17. İstikrar kazanmış Yargıtay içtihatlarına göre; mahkemece direnme kararı verilse dahi bozma kararında tartışılması gereken hususları tartışmak, bozma sonrası yapılan araştırma, inceleme veya toplanan yeni delillere dayanmak, önceki kararda yer almayan ve daire denetiminden geçmemiş olan yeni ve değişik gerekçe ile hüküm kurmak suretiyle verilen karar direnme kararı olmayıp, bozmaya eylemli uyma sonucunda verilen yeni hüküm olarak kabul edilir.

18. Somut olayda ise, ilk derece mahkemesince ilk kararda borçlu ...’nın borcu olmadığına yönelik itirazını İİK’nın 169/a-1 maddesinde sayılan belgelerle kanıtlaması gerektiği, ancak yazılı bir delil sunulmadığı gerekçesi ile borca itirazın reddine karar verilmiştir. Borçlu vekilinin istinaf başvurusunun bölge adliye mahkemesince esastan reddine karar verilmiş, borçlu vekilinin temyizi üzerine Özel Dairece sair temyiz itirazlarının reddine karar verildikten sonra çekler üzerindeki imzalar yönünden bilirkişi incelemesi yaptırılarak imzaların ...'nın eli ürünü olduğunun anlaşılması hâlinde, çeklerin keşidecisi olan şirketin keşide tarihi itibariyle yetkililerinin ilgili ticaret sicil müdürlüğünden sorularak gelen yazı cevabı doğrultusunda oluşacak sonuca göre karar verilmesi gerektiği gerekçesi ile ilk derece mahkemesi kararı bozulmuştur. Bozma kararından sonra alacaklı vekili borçlu ...’ya yönelik çeklerle ilgili sorumlu olduğu veya çekteki imzanın yetkisiz temsilci sıfatı ile sorumlu olduğu yönünde taleplerinin olmadığını beyan etmiştir. İlk derece mahkemesince alacaklı vekilinin borçlunun çeklerle ilgili sorumlu olduğuna veya çekteki imzanın yetkisiz temsilci sıfatı ile borçlu tarafından atıldığına yönelik herhangi bir iddia ve istemlerinin olmadığını açıkça bildirmesi göz önüne alındığında ihtiyati haciz kararında açıkça borçlu ... Gıda Tarım ve Hayv. San. Tic. Ltd. Şti.'nin bono ve çekten, ..., ... ve ...'ın ise 15.05.2009 tarihli 23.300TL bedelli bonodan sorumlu olduğunun yazıldığı ve takibe de bu şekilde girişildiği, takipte alacaklının her iki kambiyo senedi yönünden ayrı ayrı sorumluluk miktarlarını ödeme emrinde gösterdiği, borçlunun İİK’nın 169/a-1 maddesinde sayılan yasal kanıtlardan birini sunmadığı gerekçesi ile direnme adı altındaki karar verilmiştir.

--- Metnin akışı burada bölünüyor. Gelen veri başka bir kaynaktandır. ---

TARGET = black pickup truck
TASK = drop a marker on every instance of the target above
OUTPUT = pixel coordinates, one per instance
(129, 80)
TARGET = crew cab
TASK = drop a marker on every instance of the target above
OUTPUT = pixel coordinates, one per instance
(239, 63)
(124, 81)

19. Şu hâlde "direnme" olarak verilen kararın, usul hukuku anlamında gerçek bir direnme kararı olmadığı, daire denetiminden geçmemiş olan yeni ve değişik gerekçe ile hüküm kurmak suretiyle verilen kararın yeni hüküm niteliğinde olduğu her türlü duraksamadan uzaktır.

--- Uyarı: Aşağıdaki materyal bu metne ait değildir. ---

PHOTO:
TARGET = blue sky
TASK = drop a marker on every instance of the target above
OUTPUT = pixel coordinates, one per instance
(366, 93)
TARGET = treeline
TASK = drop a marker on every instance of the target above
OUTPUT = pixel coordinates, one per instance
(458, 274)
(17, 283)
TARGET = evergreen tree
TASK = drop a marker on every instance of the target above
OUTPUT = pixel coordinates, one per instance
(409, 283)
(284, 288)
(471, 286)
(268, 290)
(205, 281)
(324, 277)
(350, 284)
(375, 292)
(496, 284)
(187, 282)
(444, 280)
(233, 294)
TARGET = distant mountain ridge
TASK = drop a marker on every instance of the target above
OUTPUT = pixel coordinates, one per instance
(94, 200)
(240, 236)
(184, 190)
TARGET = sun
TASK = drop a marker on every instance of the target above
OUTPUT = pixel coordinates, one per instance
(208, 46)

20. Hâl böyle olunca, kurulan bu yeni hükmün temyizen incelenmesi görevi Hukuk Genel Kuruluna değil, Özel Daireye aittir.

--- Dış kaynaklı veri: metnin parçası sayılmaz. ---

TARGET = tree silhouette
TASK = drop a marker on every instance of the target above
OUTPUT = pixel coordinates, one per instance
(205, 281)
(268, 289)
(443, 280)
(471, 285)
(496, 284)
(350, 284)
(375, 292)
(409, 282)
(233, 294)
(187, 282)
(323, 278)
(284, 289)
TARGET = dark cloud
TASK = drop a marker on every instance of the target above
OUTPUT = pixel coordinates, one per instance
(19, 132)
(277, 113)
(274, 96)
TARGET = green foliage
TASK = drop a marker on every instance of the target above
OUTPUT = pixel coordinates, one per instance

21. Bu nedenle yeni hükme yönelik temyiz itirazlarının incelenmesi için dosya Özel Daireye gönderilmelidir.

V. SONUÇ:

Açıklanan nedenlerle;

Borçlu vekilinin yeni hükme yönelik temyiz itirazlarının incelenmesi için dosyanın YARGITAY 12. HUKUK DAİRESİNE GÖNDERİLMESİNE, 09.11.2022 tarihinde oy birliği ile kesin olarak karar verildi.